Strides Mobility – In 2021, Strides Mobility (a business unit of SMRT Corporation) announced its plans to convert its entire taxi fleet to 100% electric within the next five years. The first batch of 300 electric taxis (MG5) was slated to arrive in Singapore progressively from July 2021. TES will work with Strides Mobility to collect and repurpose end-of-life EV batteries and enhance the EV charging infrastructure in Singapore. SMRT’s commitment to operating cleaner-energy taxis began in 2013, and its fleet became 100% hybrid in 2020.
Tribecar – Founded in 2016, Tribecar provides hourly, daily or weekly car rentals and has 1,300+ vehicles in its fleet. It plans to electrify its fleet and has signed a collaboration agreement with Charge+; however, no specific timeframe for EV adoption has been indicated. With an EV, as compared to an ICE vehicle, users will get to save at least 50% per km in fuel costs when they opt to pay for their own fuel.

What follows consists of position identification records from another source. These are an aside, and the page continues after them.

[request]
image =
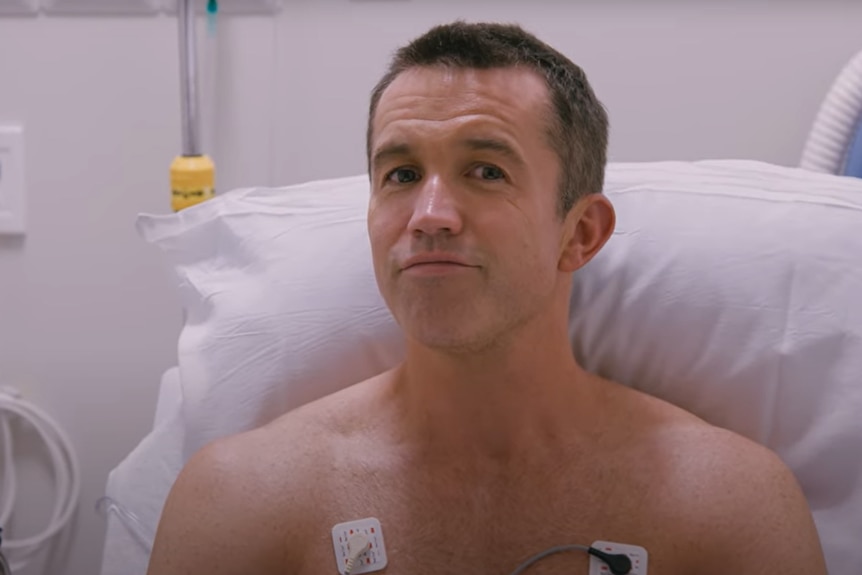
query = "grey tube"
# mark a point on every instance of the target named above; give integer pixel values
(189, 78)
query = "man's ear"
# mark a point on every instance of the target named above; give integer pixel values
(589, 224)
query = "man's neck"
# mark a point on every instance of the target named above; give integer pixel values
(494, 406)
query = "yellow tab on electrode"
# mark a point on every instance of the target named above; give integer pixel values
(192, 181)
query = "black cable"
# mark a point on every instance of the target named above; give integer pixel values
(618, 563)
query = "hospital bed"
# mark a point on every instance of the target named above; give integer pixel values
(729, 288)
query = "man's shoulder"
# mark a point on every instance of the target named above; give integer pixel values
(736, 503)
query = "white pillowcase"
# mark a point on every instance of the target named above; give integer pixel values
(730, 288)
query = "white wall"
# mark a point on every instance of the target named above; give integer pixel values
(88, 317)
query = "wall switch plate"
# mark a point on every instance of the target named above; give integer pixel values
(101, 7)
(12, 208)
(227, 7)
(19, 7)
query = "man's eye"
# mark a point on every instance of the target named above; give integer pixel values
(489, 173)
(402, 176)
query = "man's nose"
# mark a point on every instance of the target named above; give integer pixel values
(436, 209)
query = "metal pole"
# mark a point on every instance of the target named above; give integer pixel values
(189, 78)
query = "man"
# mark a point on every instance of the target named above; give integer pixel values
(489, 444)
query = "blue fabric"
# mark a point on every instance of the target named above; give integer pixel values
(853, 165)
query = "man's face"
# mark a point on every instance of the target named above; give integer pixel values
(463, 218)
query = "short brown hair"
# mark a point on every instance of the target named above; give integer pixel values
(579, 130)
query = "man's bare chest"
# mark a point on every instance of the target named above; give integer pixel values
(487, 529)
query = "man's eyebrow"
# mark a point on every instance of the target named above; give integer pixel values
(387, 151)
(494, 145)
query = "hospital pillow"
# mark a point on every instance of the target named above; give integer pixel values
(732, 289)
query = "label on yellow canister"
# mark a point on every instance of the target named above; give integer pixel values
(192, 181)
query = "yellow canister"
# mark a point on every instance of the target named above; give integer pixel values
(192, 181)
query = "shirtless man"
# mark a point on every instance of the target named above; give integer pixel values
(489, 444)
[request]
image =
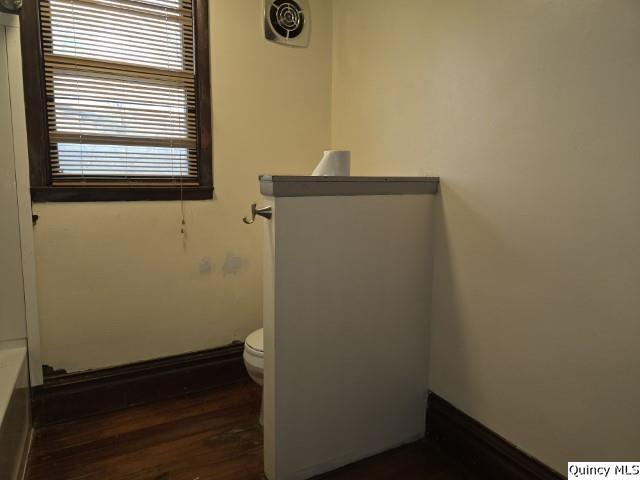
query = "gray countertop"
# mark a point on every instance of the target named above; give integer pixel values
(308, 186)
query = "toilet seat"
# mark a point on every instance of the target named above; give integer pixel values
(255, 343)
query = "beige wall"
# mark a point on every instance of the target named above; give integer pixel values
(117, 283)
(530, 112)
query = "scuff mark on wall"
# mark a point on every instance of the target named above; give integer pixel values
(232, 264)
(205, 267)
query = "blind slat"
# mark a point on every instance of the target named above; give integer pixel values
(120, 86)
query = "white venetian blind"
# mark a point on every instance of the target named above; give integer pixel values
(120, 87)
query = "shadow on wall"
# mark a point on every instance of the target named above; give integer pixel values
(452, 372)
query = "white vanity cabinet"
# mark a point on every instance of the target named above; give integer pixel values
(346, 312)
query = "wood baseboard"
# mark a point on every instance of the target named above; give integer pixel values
(76, 395)
(486, 453)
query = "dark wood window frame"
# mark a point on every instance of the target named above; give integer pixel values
(42, 189)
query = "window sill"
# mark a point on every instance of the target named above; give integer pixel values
(118, 194)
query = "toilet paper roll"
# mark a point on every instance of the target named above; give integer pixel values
(334, 163)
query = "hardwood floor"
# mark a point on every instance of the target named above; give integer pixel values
(210, 436)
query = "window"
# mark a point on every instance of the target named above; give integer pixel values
(118, 99)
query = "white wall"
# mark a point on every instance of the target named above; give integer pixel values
(12, 307)
(116, 281)
(529, 111)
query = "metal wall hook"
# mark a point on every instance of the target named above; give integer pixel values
(265, 212)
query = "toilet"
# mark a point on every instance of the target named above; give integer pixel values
(254, 358)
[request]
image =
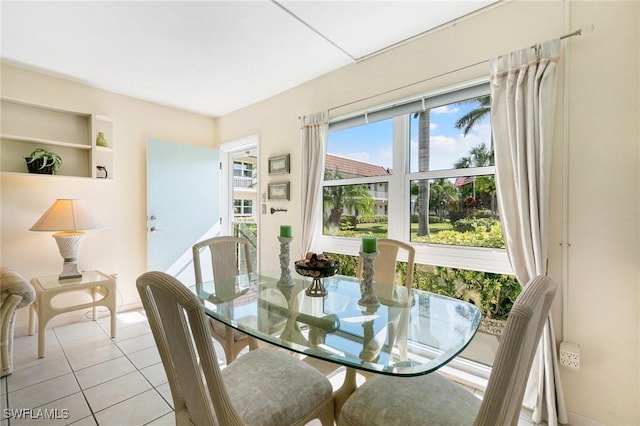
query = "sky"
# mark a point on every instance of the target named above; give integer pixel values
(372, 143)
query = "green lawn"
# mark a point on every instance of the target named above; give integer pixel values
(380, 229)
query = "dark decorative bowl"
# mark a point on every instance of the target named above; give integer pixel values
(316, 289)
(315, 271)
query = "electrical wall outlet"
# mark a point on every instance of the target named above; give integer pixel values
(570, 355)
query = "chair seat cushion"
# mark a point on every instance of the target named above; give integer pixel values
(13, 283)
(429, 399)
(264, 398)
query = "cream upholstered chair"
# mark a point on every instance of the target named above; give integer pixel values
(263, 387)
(385, 263)
(15, 292)
(432, 399)
(224, 261)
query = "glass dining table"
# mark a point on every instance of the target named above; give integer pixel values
(410, 333)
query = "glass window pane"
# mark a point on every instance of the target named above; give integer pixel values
(455, 211)
(438, 140)
(355, 210)
(361, 151)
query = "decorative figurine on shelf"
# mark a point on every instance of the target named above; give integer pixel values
(101, 141)
(102, 172)
(285, 274)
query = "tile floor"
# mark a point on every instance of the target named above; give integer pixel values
(87, 378)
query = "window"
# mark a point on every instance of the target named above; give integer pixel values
(242, 207)
(420, 171)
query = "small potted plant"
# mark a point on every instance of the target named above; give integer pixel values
(43, 162)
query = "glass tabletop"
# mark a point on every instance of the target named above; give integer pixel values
(412, 332)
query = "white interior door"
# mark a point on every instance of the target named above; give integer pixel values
(183, 204)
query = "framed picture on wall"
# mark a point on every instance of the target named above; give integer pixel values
(279, 165)
(278, 191)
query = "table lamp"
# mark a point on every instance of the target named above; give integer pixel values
(70, 217)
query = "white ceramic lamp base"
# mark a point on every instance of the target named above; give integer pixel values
(69, 243)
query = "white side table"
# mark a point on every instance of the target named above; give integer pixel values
(95, 283)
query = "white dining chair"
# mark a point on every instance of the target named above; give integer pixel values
(262, 387)
(385, 264)
(433, 399)
(226, 253)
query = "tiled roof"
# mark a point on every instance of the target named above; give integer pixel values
(349, 168)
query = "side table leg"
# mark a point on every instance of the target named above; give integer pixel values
(41, 331)
(95, 308)
(32, 320)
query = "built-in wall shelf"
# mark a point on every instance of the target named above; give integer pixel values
(72, 135)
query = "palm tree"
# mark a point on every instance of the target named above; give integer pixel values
(345, 197)
(468, 120)
(422, 208)
(479, 156)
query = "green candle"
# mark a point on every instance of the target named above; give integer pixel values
(369, 244)
(285, 231)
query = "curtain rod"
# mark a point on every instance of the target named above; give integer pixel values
(583, 30)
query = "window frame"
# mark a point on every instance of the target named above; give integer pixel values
(493, 260)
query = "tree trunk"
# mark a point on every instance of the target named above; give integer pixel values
(423, 166)
(334, 217)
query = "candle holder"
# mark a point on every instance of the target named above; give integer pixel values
(285, 272)
(366, 285)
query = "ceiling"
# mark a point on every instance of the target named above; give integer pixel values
(209, 57)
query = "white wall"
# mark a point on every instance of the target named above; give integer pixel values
(121, 204)
(604, 153)
(603, 134)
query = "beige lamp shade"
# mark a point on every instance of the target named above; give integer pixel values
(67, 215)
(70, 217)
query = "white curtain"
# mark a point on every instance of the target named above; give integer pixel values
(523, 101)
(314, 129)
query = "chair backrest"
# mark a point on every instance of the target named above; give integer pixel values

Grab – Grab has pledged to transition to low-emission vehicles to achieve carbon neutrality by 2040, starting with replacing its ride-hailing fleet in Singapore with cleaner vehicles by 2030. For private hire cars, 50% of GrabRentals’ fleet will go electric by 2030. Grab has partnered with Hyundai Motor Group to launch programs in Singapore, Indonesia and Vietnam to help its drivers to adopt EVs.
SingPost – Singapore’s postal service provider SingPost commenced the pilots of fully electric three-wheeler scooters (IONA RAP 3Ws) and vans (BYD T3) in Aug 2021. IONA RAP 3W has a 120 km range per full charge. 50kg carrying load, and max cargo volume of 500 litres. The BYD T3 van has a range of 300km per full charge, with a maximum cargo volume of 3,800 litres.
Singpost intends to progressively replace all 700 motorcycles and three-wheeler scooters, as well as 140 vans, with electric motor equivalents as their leases expire over the next five years. This would make SingPost the first postal service in the Asia-Pacific region to commit to a 100% electric delivery fleet by 2026.
Ninjavan – Logistics company Ninjavan will start its EV pilot trial in Oct 2022, with the addition of 10 electric vehicles to its fleet in partnership with the commercial vehicle leasing company Goldbell Leasing. Ninja Van will be assessing factors such as challenges drivers might face, accessibility of commercial charging points and the driving range before committing to a larger-scale roll-out across its fleet in Singapore.
When fully charged, the EVs (Foton iBlue electric vans) can travel up to 235 km and carry a load of up to 1200kg.
GoJek – Gojek, which has a fleet of about 300 EVs in Singapore, is the first to get on board the EVA – Electric Vehicle Accelerator program that awards carbon credits for emission reductions. GoJek had earlier said it intends to operate a fully electric fleet by 2030.